So often when we think about death we think of a physical death but I would like to offer up something different. What if we really understood that death and birth are always happening. One moment dies and gives way to the next and the next. One day ends and a new one is beginning. We end one phase of life and enter into the next. What if we held the life/death/life cycle with love and respect.
What if we knew as Martín Prechtel has shared that grief and praise are the same thing. What if having a good death allows us the flow in and out and around and through grief and praise. Martín goes on the say,”When we are grieving the thing that we lost we call it grief but when we are grieving the thing that we got we call it praise. Because to really praise something you need to know what would be lost if it were gone.” How might this inform our experience of death, with ourselves, and with others.

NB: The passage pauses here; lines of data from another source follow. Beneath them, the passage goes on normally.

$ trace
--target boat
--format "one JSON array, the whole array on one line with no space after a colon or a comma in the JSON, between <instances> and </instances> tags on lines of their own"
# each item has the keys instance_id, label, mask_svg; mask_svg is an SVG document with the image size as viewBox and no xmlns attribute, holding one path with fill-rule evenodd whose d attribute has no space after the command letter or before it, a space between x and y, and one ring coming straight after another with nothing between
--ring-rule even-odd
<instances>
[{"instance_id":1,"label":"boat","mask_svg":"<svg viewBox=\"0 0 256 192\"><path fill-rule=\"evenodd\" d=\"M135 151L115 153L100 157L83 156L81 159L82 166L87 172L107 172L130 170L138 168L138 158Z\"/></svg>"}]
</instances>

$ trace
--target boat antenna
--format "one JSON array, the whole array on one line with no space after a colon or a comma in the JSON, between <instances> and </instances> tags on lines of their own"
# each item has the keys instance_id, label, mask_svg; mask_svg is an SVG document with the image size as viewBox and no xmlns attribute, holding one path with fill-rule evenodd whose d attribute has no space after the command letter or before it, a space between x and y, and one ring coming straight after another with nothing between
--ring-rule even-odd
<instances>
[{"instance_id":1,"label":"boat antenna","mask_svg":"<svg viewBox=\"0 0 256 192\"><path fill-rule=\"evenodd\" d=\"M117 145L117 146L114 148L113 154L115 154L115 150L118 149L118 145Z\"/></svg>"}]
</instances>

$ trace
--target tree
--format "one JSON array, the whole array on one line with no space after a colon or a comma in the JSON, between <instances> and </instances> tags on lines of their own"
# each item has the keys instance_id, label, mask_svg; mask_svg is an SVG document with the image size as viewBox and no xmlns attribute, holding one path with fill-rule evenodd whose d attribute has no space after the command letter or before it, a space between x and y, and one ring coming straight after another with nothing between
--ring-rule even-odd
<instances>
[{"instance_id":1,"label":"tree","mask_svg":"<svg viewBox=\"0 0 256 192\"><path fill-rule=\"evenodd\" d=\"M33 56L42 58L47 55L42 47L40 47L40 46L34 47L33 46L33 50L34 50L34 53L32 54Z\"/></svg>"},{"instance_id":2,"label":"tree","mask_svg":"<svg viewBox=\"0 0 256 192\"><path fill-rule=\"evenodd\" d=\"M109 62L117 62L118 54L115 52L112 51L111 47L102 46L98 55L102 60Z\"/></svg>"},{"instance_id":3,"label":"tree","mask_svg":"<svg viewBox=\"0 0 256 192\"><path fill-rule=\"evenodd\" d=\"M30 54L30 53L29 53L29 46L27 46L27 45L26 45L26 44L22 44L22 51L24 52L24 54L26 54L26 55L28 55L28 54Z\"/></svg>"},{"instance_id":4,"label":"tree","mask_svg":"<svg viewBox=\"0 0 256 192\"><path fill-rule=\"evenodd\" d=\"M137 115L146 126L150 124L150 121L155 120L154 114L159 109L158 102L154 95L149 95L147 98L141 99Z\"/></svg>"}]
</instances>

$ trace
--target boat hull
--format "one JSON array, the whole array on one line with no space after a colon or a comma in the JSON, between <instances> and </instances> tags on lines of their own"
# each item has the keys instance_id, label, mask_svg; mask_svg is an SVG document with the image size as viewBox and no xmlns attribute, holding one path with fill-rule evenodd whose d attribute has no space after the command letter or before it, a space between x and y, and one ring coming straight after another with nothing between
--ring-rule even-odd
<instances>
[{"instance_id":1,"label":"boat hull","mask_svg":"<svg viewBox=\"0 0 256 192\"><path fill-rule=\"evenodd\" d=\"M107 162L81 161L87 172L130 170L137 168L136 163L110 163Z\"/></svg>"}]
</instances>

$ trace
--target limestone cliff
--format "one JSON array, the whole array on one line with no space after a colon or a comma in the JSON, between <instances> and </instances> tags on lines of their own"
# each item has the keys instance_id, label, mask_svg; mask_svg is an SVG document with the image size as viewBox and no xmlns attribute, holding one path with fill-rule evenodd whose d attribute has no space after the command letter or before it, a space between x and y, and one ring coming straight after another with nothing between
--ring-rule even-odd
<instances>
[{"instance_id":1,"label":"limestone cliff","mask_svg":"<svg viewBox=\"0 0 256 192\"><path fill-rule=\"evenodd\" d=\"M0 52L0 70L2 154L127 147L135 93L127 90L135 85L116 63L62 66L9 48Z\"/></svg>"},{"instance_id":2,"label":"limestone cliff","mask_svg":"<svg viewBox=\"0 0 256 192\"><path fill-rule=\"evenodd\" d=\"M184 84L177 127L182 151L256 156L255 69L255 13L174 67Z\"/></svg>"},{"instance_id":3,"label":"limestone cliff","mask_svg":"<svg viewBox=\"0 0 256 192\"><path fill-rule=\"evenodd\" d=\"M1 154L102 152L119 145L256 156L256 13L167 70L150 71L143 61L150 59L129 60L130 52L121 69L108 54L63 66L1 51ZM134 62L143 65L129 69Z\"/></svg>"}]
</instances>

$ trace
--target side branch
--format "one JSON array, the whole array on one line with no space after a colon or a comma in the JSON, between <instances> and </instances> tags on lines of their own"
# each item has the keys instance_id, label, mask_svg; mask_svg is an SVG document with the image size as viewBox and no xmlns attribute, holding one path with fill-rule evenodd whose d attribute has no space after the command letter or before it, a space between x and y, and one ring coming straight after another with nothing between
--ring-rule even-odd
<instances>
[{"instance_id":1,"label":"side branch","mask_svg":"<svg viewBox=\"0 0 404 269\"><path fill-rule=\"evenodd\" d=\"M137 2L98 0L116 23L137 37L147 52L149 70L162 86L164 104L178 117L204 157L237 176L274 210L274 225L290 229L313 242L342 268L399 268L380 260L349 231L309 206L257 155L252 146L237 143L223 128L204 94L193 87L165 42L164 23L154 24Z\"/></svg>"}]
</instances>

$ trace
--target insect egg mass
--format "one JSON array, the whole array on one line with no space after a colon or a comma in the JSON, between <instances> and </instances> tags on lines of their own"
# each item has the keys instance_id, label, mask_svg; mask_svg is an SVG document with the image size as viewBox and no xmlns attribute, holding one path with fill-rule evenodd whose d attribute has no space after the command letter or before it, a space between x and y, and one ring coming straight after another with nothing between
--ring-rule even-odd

This past weekend I experienced a good death and a messy death. With the first person, the good death, there was expressions of love, gratitude, grief, and dare I say praise. We were so grateful for the journey that we had been through together that brought us to this death of who we have been with each other. We did what was ours to do. Our journey had blessed us both and we could feel it all even in the grief of what was no more. We could hold ourselves and each of our responsibilities and was not expecting the other to carry our pain in any way. The second person, the messy death, was filled with blame, shame, and guilt. They were trying to get me to carry their pain. All the while trespassing my space. They weren’t taking any responsibility for this death that was happening between us. In this space the best I knew to do was to hold my ground and refuse to be a dumping ground for someone else’s pain.
I’m left thinking of the times in my life that I have been able to hold the good death and the times when I haven’t. The times we I insisted in dumping my pain on another. The times that I insisted on a messy death.